Vous avez parlé de rembourser cette dette, en tout cas de la résorber en partie, quels seraient les recommandations de la Cour des comptes, sur quels leviers le futur gouvernement pourrait s’appuyer pour résorber cette dette ?

Déjà il faut baisser le coût de la dette, pour baisser le coût de la dette il faut mener une politique budgétaire crédible. Il faut commencer à réduire nos déficits, or nos déficits ne cessent d’augmenter, nous sommes à près de 6% du PIB en terme de déficit alors que la plupart de nos partenaires sont en dessous de 3%, c’est le cas de l’Allemagne, des Pays-Bas, de l’Espagne, du Portugal, de l’Irlande. Il faut maintenant mener une politique budgétaire sérieuse. Je souhaite que le prochain budget de la France soit voté de manière sérieuse et crédible. Comment faire ? Premièrement, on peut augmenter la croissance, parce que si vous avez plus de croissance, vous avez plus d’impôts qui entrent dans les caisses de l’État, mais n’attendons pas une croissance miraculeuse comme lors de la période extraordinaire des Trente Glorieuses qui s’est achevée avec la crise pétrolière : on n’aura pas 5, 6% de croissance, même pas 3, même pas 2. La deuxième façon, c’est de faire des économies sur la dépense publique. C’est toujours difficile, toujours douloureux, et il faut éviter l’austérité. Mais en faisant 57% de dépenses publiques dans le PIB nous sommes de loin le pays qui dépense le plus en Europe. Donc certaines économies intelligentes sont possibles sans dégrader la qualité du service publique.

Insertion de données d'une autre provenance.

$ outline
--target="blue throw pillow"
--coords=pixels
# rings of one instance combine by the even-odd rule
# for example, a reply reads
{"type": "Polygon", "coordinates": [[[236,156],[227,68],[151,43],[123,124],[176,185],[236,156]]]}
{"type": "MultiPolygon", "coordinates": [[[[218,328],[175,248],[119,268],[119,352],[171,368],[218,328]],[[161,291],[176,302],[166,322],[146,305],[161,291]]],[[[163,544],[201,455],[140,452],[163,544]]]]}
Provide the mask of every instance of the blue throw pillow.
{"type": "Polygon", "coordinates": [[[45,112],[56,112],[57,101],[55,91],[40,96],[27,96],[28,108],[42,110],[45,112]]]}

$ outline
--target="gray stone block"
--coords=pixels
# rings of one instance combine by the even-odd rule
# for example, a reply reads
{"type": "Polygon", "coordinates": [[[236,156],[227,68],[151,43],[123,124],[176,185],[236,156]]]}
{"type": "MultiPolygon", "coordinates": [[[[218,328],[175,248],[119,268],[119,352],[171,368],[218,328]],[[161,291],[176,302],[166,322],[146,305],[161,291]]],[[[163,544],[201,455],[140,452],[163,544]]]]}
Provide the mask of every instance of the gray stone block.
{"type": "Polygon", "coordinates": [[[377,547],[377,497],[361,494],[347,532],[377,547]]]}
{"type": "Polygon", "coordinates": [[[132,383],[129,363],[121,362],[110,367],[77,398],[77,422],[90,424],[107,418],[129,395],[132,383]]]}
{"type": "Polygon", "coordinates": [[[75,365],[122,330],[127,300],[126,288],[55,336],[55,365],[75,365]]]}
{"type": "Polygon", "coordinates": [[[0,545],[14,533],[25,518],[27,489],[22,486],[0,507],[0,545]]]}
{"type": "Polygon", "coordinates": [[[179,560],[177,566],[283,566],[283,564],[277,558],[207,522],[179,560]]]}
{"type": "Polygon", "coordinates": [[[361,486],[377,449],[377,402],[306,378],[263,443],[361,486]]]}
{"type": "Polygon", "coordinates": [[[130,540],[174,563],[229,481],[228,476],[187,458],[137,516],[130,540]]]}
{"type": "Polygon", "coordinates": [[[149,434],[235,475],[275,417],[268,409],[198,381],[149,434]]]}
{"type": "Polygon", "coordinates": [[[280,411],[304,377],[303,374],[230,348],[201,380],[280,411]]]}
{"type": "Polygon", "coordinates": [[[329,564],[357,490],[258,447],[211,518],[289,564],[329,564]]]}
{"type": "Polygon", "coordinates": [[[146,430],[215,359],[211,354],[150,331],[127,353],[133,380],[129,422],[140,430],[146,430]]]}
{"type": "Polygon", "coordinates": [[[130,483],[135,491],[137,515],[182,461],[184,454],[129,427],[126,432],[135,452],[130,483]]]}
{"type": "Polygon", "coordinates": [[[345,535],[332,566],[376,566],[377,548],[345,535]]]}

Je suis persuadé qu’il y a beaucoup de services publics pour lesquels on peut dépenser autant, voire un peu moins, et en améliorer la qualité. Le troisième levier, c’est la fiscalité, c’est un peu comme l’alcool, c’est bon mais il ne faut pas en abuser, il faut viser juste, et il ne faut pas éviter le débat fiscal. Certains ont inventé l’impôt sur la fortune, d’autres l’ont supprimé, la question de savoir si on ne doit pas financer par une taxe exceptionnelle la lutte contre le réchauffement climatique est posée. Ce débat n’est pas tabou. Mais ceux qui disent que l’on va faire 150 milliards d’impôts en plus ne sont pas raisonnables. J’étais un homme politique de gauche, je reste un citoyen dont les idées n’ont pas beaucoup changé, mais il faut être raisonnable sur la fiscalité, parce qu’au bout d’un moment, soit on surtaxe le citoyen et il est mécontent, soit on surtaxe les entreprises, elles arrêtent d’investir, et elles arrêtent d’embaucher. Il faut trouver la bonne jauge : en faire, mais pas trop.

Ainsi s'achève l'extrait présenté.